Find us on GitHub

Sorting and Removing Duplicates

Objectives

  • Write queries that display results in a particular order.
  • Write queries that eliminate duplicate values from data.

Data is often redundant, so queries often return redundant information. For example, say we were interested in listing all the publishers that are represented in our catalogue. If we select the Publisher from the Works table, we get this:

%load_ext sqlitemagic
%%sqlite swclib.db
SELECT Publisher from Works;
O'Reilly
Wiley
O'Reilly
O'Reilly
Faber & Faber
Belknap Press
McGraw-Hill
Wiley
Peachpit
South-Western
Wiley
O'Reilly
Wiley
Apress
Wiley
Sams
Wiley
Wiley
O'Reilly
O'Reilly

We can eliminate the redundant output to make the result more readable by adding the DISTINCT keyword to our query:

%%sqlite swclib.db
SELECT DISTINCT Publisher from Works;
O'Reilly
Wiley
Faber & Faber
Belknap Press
McGraw-Hill
Peachpit
South-Western
Apress
Sams

If we select more than one column—for example, both the place and publisher—then the distinct pairs of values are returned:

%%sqlite swclib.db
SELECT DISTINCT Place, Publisher FROM Works;
Sebastopol O'Reilly
Hoboken Wiley
London Faber & Faber
Cambridge Belknap Press
New York McGraw-Hill
Indianapolis Wiley
Berkeley Peachpit
Mason South-Western
Berkeley Apress
Indianapolis Sams
Cambridge O'Reilly

Notice in both cases that duplicates are removed even if they didn't appear to be adjacent in the database. Again, it's important to remember that rows aren't actually ordered: they're just displayed that way.

Challenge

  1. Write a query that displays all the distinct years in which items were purchased for the library. Hint, look at the Aquired column in the Items table.

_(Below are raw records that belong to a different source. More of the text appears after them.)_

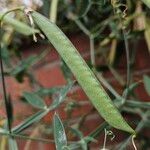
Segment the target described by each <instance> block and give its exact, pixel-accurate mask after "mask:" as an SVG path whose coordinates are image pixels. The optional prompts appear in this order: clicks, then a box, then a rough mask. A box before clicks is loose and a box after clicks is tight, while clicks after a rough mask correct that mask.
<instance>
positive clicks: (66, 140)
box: [53, 114, 67, 150]
mask: <svg viewBox="0 0 150 150" xmlns="http://www.w3.org/2000/svg"><path fill="white" fill-rule="evenodd" d="M53 126H54V139H55V145H56V150H64V149H65V147H67V138H66V134H65V129H64V126H63V124H62V121H61V120H60V118H59V116H58V114H55V115H54V119H53Z"/></svg>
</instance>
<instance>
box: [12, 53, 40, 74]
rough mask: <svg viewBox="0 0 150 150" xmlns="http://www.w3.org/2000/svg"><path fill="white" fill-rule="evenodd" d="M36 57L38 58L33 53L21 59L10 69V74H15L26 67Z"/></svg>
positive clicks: (30, 62) (31, 62)
mask: <svg viewBox="0 0 150 150" xmlns="http://www.w3.org/2000/svg"><path fill="white" fill-rule="evenodd" d="M37 59H38V56H37V55H33V56H30V57H28V58H27V59H25V60H22V61H21V62H20V63H19V64H18V65H17V66H16V67H15V68H14V69H12V71H11V72H10V74H11V75H13V76H16V75H17V74H19V73H20V72H22V71H25V70H26V69H28V68H29V67H30V66H31V65H32V64H33V63H34V62H35V61H36V60H37Z"/></svg>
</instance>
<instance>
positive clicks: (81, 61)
mask: <svg viewBox="0 0 150 150" xmlns="http://www.w3.org/2000/svg"><path fill="white" fill-rule="evenodd" d="M32 17H33V20H34V21H35V23H36V24H37V25H38V26H39V28H40V29H41V30H42V31H43V32H44V34H45V35H46V36H47V38H48V39H49V41H50V42H51V43H52V44H53V46H54V47H55V48H56V50H57V51H58V53H59V54H60V55H61V57H62V58H63V60H64V61H65V63H66V64H67V65H68V67H69V68H70V69H71V71H72V72H73V74H74V75H75V77H76V79H77V80H78V82H79V84H80V85H81V87H82V88H83V90H84V91H85V93H86V94H87V96H88V97H89V99H90V100H91V102H92V104H93V105H94V107H95V108H96V109H97V111H98V112H99V113H100V114H101V116H102V117H103V118H104V119H105V120H106V121H107V122H108V123H109V124H110V125H111V126H113V127H115V128H117V129H120V130H124V131H126V132H130V133H132V134H135V131H134V130H133V129H132V128H131V127H130V126H129V125H128V123H127V122H126V121H125V120H124V118H123V117H122V116H121V114H120V113H119V111H118V110H117V109H116V107H115V106H114V104H113V103H112V101H111V100H110V98H109V96H108V95H107V93H106V92H105V91H104V89H103V87H102V86H101V84H100V83H99V81H98V80H97V78H96V77H95V75H94V73H93V72H92V71H91V70H90V68H89V67H88V65H87V64H86V62H85V61H84V60H83V58H82V57H81V55H80V54H79V53H78V51H77V50H76V48H75V47H74V46H73V44H72V43H71V42H70V40H69V39H68V38H67V37H66V36H65V35H64V33H63V32H62V31H61V30H60V29H59V28H58V27H57V26H56V25H55V24H53V23H51V22H50V21H49V20H48V19H47V18H45V17H44V16H42V15H40V14H39V13H37V12H32Z"/></svg>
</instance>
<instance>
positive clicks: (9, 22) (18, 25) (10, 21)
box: [0, 14, 39, 36]
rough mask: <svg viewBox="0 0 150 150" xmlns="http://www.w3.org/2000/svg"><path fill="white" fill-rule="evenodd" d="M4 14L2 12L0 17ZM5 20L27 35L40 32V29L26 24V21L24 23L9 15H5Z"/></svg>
mask: <svg viewBox="0 0 150 150" xmlns="http://www.w3.org/2000/svg"><path fill="white" fill-rule="evenodd" d="M2 15H3V14H0V18H1V16H2ZM3 22H4V23H7V24H9V25H11V26H12V27H13V28H14V29H15V30H16V31H17V32H19V33H21V34H23V35H26V36H28V35H32V34H33V33H38V32H39V30H37V29H33V28H31V27H30V26H28V25H26V24H25V23H22V22H20V21H18V20H16V19H14V18H12V17H10V16H8V15H7V16H5V17H4V19H3Z"/></svg>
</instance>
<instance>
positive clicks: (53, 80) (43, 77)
mask: <svg viewBox="0 0 150 150" xmlns="http://www.w3.org/2000/svg"><path fill="white" fill-rule="evenodd" d="M34 74H35V78H36V79H37V80H38V81H39V82H40V84H41V85H43V86H44V87H46V88H50V87H55V86H62V85H65V84H66V80H65V79H64V76H63V74H62V71H61V69H60V67H59V66H58V65H55V66H54V67H52V68H41V69H38V70H36V71H35V73H34Z"/></svg>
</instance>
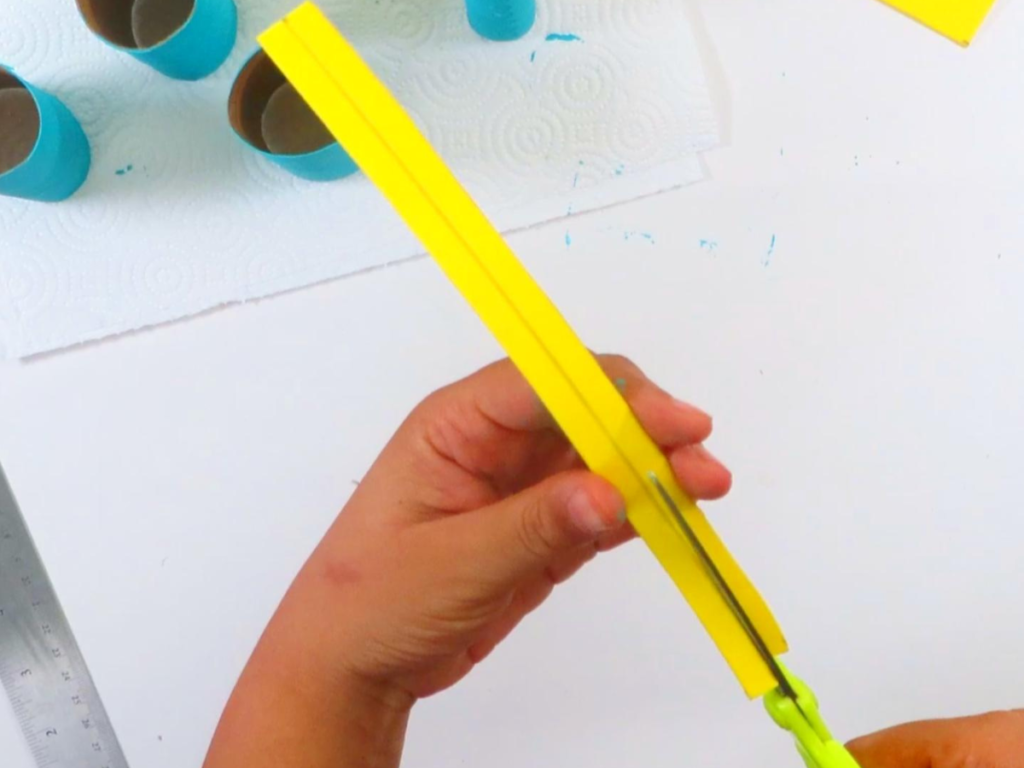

As we mentioned earlier, database records are not stored in any particular order. This means that query results aren't necessarily sorted, and even if they are, we often want to sort them in a different way, e.g., in alphabetical order instead of the order in which they were written into the database. We can do this in SQL by adding an ORDER BY clause to our query:

%%sqlite swclib.db
SELECT DISTINCT Publisher FROM Works ORDER BY Publisher;
Apress
Belknap Press
Faber & Faber
McGraw-Hill
O'Reilly
Peachpit
Sams
South-Western
Wiley

By default, results are sorted in ascending order (i.e., from least to greatest or for A to Z). We can sort in the opposite order using DESC (for "descending"):

%%sqlite swclib.db
SELECT DISTINCT Publisher FROM Works ORDER BY Publisher DESC;
Wiley
South-Western
Sams
Peachpit
O'Reilly
McGraw-Hill
Faber & Faber
Belknap Press
Apress

(And if we want to make it clear that we're sorting in ascending order, we can use ASC instead of DESC.)

We can also sort on several fields at once. For example, this query sorts the Works table first by Date (in descending order), then by Publisher in ascending order:

%%sqlite swclib.db
SELECT Title, Date, Publisher FROM Works ORDER BY Date DESC, Publisher ASC;
Capital in the 21st century 2014 Belknap Press
Geek sublime 2014 Faber & Faber
PHP & MySQL 2013 O'Reilly
Microsoft SQL server 2012 2013 Sams
SQL for dummies 2013 Wiley
Access 2013 all-in-one 2013 Wiley
Discovering SQL 2011 Wiley
SQL all-in-one 2011 Wiley
Using SQLite 2010 O'Reilly
SQL for dummies 2010 Wiley
SQL 2009 McGraw-Hill
SQL in a nutshell 2009 O'Reilly
Learning SQL 2009 O'Reilly
Beginning SQL queries 2008 Apress
A guide to SQL 2008 South-Western
SQL bible 2008 Wiley
MySQL in a nutshell 2005 O'Reilly
SQL 2005 Peachpit
Beginning SQL 2005 Wiley
SQL in a nutshell 2004 O'Reilly

Challenge

  1. Write a query that displays the Personal and Family name of the authors in the Authors table, ordered by Family name.

Key Points

  • The records in a database table are not intrinsically ordered: if we want to display them in some order, we must specify that explicitly.
  • The values in a database are not guaranteed to be unique: if we want to eliminate duplicates, we must specify that explicitly as well.